Faut-il revenir sur un événement aussi ancien que ce 29 mai 1953 : Hillary et Norgay plantent leur piolet sur ce que les humains considèrent comme le « toit du monde ». Le monde a-t-il besoin d’un toit ? Et cette curieuse métaphore du toit est-elle appropriée pour parler d’un sommet ? Dans les histoires mythiques, il n’y a souvent pas de réponse. Si ce n’est pour dire avec Jean-Christophe Rufin, l’excellent préfacier, que l’Everest se nourrit du fantasme des régions inaccessibles, « des lieux où la vie n’est peut-être plus possible, où la Terre devient une autre planète, faite de nuées, de rocs et de glaces. Le point le plus haut du monde fait rêver parce qu’il est en même temps le plus près du ciel« .

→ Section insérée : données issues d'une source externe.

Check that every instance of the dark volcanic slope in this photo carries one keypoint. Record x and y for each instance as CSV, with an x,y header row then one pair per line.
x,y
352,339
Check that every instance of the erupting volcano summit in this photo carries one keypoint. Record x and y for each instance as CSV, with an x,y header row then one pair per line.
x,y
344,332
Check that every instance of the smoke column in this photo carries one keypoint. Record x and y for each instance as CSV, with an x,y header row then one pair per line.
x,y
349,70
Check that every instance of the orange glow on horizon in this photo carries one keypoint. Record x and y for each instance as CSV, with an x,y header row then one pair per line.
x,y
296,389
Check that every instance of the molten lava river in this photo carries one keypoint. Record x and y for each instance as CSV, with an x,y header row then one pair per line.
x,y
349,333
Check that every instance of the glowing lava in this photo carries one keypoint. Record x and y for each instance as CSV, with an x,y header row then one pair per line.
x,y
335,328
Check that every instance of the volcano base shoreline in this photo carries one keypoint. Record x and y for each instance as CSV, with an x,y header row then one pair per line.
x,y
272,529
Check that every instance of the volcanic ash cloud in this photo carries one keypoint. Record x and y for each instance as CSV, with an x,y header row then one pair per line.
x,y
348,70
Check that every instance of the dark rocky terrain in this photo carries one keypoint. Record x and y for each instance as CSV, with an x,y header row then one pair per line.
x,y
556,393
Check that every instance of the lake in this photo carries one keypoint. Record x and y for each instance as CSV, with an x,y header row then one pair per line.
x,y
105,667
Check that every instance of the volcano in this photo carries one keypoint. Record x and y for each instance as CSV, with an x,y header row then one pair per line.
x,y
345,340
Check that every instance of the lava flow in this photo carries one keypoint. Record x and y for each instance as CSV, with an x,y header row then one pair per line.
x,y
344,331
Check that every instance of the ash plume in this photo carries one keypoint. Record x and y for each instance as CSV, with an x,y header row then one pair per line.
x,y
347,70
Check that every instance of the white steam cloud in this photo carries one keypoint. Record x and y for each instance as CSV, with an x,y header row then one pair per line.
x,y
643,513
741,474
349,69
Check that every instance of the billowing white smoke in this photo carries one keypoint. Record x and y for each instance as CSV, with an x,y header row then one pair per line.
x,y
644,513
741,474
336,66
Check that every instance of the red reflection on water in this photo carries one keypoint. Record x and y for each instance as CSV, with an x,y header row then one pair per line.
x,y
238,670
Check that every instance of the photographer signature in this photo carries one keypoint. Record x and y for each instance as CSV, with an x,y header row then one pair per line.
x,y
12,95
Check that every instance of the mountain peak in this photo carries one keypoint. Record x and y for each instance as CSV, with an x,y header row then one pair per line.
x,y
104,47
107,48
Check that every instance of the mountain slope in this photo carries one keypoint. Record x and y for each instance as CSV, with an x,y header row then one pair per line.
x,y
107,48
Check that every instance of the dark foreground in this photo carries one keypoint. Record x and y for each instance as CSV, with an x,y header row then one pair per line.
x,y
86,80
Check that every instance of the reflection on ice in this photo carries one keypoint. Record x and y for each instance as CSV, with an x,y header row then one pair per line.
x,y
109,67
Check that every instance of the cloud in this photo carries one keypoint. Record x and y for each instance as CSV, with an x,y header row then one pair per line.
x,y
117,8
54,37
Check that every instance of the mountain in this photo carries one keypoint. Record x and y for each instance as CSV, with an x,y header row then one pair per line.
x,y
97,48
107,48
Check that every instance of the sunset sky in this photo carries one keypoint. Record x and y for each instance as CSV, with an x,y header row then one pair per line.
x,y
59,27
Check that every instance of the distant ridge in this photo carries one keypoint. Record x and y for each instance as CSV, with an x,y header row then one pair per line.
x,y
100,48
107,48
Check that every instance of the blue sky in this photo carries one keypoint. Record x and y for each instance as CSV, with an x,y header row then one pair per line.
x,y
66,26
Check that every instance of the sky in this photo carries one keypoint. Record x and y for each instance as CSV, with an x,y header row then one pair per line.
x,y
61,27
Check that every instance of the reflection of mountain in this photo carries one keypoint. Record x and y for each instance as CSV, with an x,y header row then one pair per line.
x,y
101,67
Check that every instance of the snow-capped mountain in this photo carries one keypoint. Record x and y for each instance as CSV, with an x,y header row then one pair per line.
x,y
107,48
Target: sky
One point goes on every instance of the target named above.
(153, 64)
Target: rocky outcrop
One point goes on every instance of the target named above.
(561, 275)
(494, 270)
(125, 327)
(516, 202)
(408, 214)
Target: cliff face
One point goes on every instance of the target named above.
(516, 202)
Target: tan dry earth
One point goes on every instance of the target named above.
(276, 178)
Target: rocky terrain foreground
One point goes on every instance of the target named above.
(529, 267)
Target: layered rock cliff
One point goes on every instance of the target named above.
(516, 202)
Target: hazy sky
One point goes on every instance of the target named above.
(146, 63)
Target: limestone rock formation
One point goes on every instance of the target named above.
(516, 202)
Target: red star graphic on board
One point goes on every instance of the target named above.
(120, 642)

Entre les deux natures de l’Everest, il y a la conquête. La montagne et ses arêtes, les séracs, les cols, les parois, la neige et la glace. Et il y a l’histoire. Car ce 29 mai 1953 est l’aboutissement d’un long acharnement sur l’Himalaya.
Comment en rendre compte ? Partager ce qu’on vit sinon dans les années 1950 prendre des photos. Avec cette énorme contrainte que les photos se heurtent au gigantisme de la montagne. Everest de George Lowe et Huw Lewis-Jones font le pari de vouloir montrer que les photos pourront traduire « l’inconnu, la fragilité, la passion, la fraternité » que Jean-Christophe Rufin a su retrouver dans ce livre. On ne devrait pas appeler ce genre d’ouvrage un « beau livre« . Car il est plus que cela.
Il y est question de vie et de mort, de dépassement de soi, de « victoire » sur soi, expliquant mieux que tous les discours écologistes la fascination qu’exerce cette montagne sur les humains.